Pocas veces hablo de mi padre, muy pocas. Es un terreno que guardo solo para mí y casi nunca profundizo en él, quizá por miedo a lo que pueda encontrar. Sin embargo no puedo empezar este mes sobre los hombres de mi vida sin atribuirle el primer puesto, ese que por mérito propio le corresponde.
Este año 2011, hace ya veintiuno que marchó. Veintiún años sin mi padre. Cada vez que lo pienso, me doy cuenta de que llevo ya más tiempo viviendo en su ausencia que el que la vida me dio para conocerle. Me he acostumbrado a vivir sin él, sin embargo muchas veces me he preguntado como hubiera sido mi vida si mi padre hubiera vivido más tiempo, una pregunta que nunca tendrá respuesta.
Desde la distancia y la madurez que me da la edad, me doy cuenta de que él y yo eramos bastante diferentes en casi todo y demasiado iguales lo demás; un genio fuerte heredado de él, soberbio a veces, temperamental siempre. Un carácter explosivo y difícil , por lo que el choque hubiera sido constante.
En los catorce años que la vida me dio para conocerle, sus enseñanzas dejaron en mí una huella que se prolonga a lo largo del tiempo: su sentido de la responsabilidad, del honor, de la disciplina y de la la palabra , con razón era hijo de militar y licenciado en magisterio. Un gran maestro que me enseñó los pilares básicos de mi vida sobre los que se sustentaría el resto de mi existencia.
Su sombra, alargada como la de un ciprés (ese que ahora le cobija y le da sombra) llega hasta el presente. En muchas ocasiones, ante situaciones complicadas, no tengo más que ponerme en lo que él pensaría, en lo que me aconsejaría si siguiera vivo. La solución siempre me la da.
Mi padre fue un hombre recto, no lo niego, de los de antes. Un hombre al que no se le ponía nada por delante y que como objetivo siempre tenia el reto de mejorar; mejorar de trabajo, de casa; darle a mi madre todo lo mejor, que nunca le faltara nada. Se amaron y se amaran hasta que los dos vuelvan a reunirse. Nunca los vi discutir, ni levantarse la voz, y estoy seguro que marchó de este mundo tan enamorado de ella como el primer día.
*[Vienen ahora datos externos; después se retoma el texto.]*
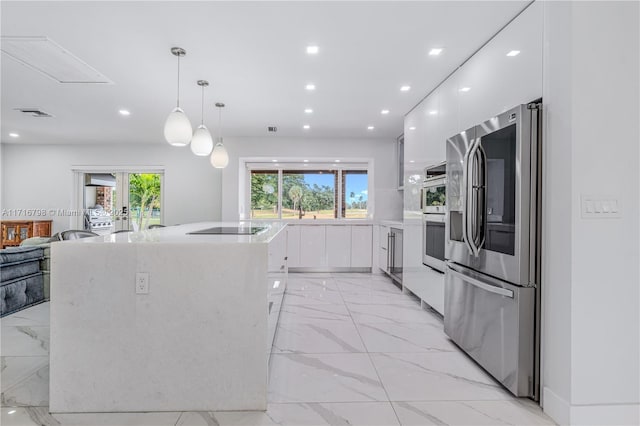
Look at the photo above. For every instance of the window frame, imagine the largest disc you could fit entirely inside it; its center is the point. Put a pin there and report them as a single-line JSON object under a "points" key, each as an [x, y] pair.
{"points": [[337, 169]]}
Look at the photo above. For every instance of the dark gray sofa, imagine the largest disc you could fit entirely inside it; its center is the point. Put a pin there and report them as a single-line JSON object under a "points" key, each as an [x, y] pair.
{"points": [[21, 280]]}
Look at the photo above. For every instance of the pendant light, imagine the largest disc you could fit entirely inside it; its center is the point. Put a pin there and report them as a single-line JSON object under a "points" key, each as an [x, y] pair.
{"points": [[177, 128], [219, 157], [201, 143]]}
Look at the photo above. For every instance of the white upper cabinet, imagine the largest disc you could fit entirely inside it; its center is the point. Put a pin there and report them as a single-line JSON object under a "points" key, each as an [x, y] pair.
{"points": [[448, 117], [498, 82]]}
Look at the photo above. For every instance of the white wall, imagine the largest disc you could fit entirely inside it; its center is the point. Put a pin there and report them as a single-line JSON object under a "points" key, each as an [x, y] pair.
{"points": [[591, 277], [497, 83], [387, 199], [40, 177]]}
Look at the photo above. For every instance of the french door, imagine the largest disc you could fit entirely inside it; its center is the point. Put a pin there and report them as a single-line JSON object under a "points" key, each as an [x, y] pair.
{"points": [[112, 201]]}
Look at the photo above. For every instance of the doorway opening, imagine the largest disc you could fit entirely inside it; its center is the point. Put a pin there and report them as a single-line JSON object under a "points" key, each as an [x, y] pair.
{"points": [[114, 201]]}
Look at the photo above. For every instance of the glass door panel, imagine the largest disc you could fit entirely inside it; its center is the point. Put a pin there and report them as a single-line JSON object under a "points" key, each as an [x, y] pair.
{"points": [[500, 149], [144, 200]]}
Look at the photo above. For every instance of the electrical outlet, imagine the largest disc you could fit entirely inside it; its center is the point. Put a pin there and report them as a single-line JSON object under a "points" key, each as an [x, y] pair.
{"points": [[142, 283]]}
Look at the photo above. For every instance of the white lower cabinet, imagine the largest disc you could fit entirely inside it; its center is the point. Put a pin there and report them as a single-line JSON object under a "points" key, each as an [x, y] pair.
{"points": [[293, 246], [312, 246], [326, 247], [382, 249], [338, 241], [361, 246]]}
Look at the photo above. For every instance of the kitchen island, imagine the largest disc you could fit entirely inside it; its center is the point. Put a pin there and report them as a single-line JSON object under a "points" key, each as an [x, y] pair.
{"points": [[165, 320]]}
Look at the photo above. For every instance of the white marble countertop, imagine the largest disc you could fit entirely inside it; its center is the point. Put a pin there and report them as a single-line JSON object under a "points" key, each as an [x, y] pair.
{"points": [[179, 234], [394, 223], [311, 222]]}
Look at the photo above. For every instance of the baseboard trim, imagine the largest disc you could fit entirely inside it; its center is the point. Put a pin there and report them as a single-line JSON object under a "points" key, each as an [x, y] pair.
{"points": [[555, 407], [334, 269], [601, 414]]}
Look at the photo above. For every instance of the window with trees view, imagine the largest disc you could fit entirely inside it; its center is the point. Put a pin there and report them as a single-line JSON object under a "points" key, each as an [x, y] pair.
{"points": [[308, 194]]}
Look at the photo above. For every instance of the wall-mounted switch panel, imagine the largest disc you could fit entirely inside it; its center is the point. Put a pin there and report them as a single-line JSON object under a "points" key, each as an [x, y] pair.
{"points": [[597, 207], [142, 283]]}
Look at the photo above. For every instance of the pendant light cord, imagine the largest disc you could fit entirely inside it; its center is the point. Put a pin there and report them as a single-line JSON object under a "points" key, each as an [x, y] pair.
{"points": [[220, 122], [202, 108], [178, 96]]}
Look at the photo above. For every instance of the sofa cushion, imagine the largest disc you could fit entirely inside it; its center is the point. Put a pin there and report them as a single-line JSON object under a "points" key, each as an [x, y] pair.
{"points": [[21, 293], [13, 255], [19, 270]]}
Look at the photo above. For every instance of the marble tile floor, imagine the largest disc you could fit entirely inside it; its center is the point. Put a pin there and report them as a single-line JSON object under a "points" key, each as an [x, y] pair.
{"points": [[351, 349]]}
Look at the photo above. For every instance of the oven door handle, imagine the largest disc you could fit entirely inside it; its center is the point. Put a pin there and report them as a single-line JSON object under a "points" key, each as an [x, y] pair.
{"points": [[480, 284]]}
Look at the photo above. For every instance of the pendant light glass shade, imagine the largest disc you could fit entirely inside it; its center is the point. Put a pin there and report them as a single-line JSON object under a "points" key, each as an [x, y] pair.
{"points": [[219, 157], [201, 143], [177, 128]]}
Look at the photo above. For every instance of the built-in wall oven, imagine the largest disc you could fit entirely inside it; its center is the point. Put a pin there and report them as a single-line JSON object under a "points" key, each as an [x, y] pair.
{"points": [[492, 275], [433, 199]]}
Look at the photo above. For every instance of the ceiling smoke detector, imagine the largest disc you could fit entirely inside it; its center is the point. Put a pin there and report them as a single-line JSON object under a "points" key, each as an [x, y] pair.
{"points": [[35, 112]]}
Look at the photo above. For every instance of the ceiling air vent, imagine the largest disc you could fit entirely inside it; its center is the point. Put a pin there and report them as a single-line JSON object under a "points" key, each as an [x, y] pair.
{"points": [[49, 58], [35, 112]]}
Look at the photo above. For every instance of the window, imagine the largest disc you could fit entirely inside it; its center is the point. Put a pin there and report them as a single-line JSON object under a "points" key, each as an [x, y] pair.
{"points": [[278, 192], [355, 193], [264, 194], [309, 194]]}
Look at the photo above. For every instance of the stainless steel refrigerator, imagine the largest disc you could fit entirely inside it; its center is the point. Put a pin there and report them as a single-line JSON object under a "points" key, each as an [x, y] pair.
{"points": [[492, 274]]}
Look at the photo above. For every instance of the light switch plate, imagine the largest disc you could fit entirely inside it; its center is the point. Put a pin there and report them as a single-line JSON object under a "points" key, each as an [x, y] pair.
{"points": [[142, 283], [599, 207]]}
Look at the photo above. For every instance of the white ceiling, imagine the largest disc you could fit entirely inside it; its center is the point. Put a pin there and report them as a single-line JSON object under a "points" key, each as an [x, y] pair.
{"points": [[252, 53]]}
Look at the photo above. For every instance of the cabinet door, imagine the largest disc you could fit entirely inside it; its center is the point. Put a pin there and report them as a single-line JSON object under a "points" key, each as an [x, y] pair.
{"points": [[338, 245], [41, 229], [383, 254], [312, 246], [277, 253], [361, 242], [24, 232], [293, 246]]}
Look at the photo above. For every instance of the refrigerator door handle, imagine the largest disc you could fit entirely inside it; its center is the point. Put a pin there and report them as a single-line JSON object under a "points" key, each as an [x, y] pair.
{"points": [[477, 283], [466, 190], [471, 198], [481, 196]]}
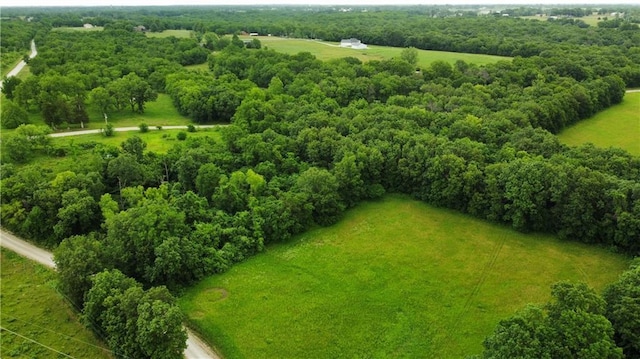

Es raro que siendo tan aficionado a los cementerios, el mio, donde esta él y donde terminaré yo, le visite tan poco. Pero no hace mucho pasé por la puerta y me acerqué hasta el panteón familiar. Me senté un rato sobre el mármol blanco y recién pulido e hice lo que no había hecho hasta entonces: hablar con él.

Le pregunté lo que sentía al verme, si sentía orgulloso de mi o si se avergonzaba (creo que yo no soy el hijo que el se hubiera imaginado). Le dije como me iba la vida (como si él no lo supiera), cuales son mis proyectos, mis decepciones. Cuales son mis metas, mis ambiciones...
Le reproché haberse ido tan pronto, sin dejarme tiempo a conocerle más y sustentando el papel de cabeza de familia que no me correspondía por edad. No me contestó, naturalmente, pero no tuve más que mirar mis manos, mis andares, mi rostro, mi comportamiento, mi forma de ver la vida, de caminar; mis creencias más profundas, mi sentido del honor y mi propia moral, para darme cuenta de que dentro de mí sigue estando vivo y sus genes circulan por mi sangre.
En casa quedan sus fotografías que amarillean poco a poco con el tiempo. Su sonrisa enmarcada, su presencia que no se ha evaporado a pesar de los años transcurridos. En casa, de una manera u otra se sigue sentando a la mesa y viniendo de vacaciones. En casa, después de veintiún años sigue estando presente.
Pero allá donde esté de verdad, desde lo alto, estoy seguro que sonríe cada día al verme ( al vernos) y se siente bien porque sabe que tuvo el tiempo suficiente para dejar hecho bien su trabajo.
Desde pequeño, esta canción que acompaña la entrada me ha recordado a él, sé que era de sus preferidas, así pues, que vuelva a sonar beguin the beguine para que vuelva a escucharla.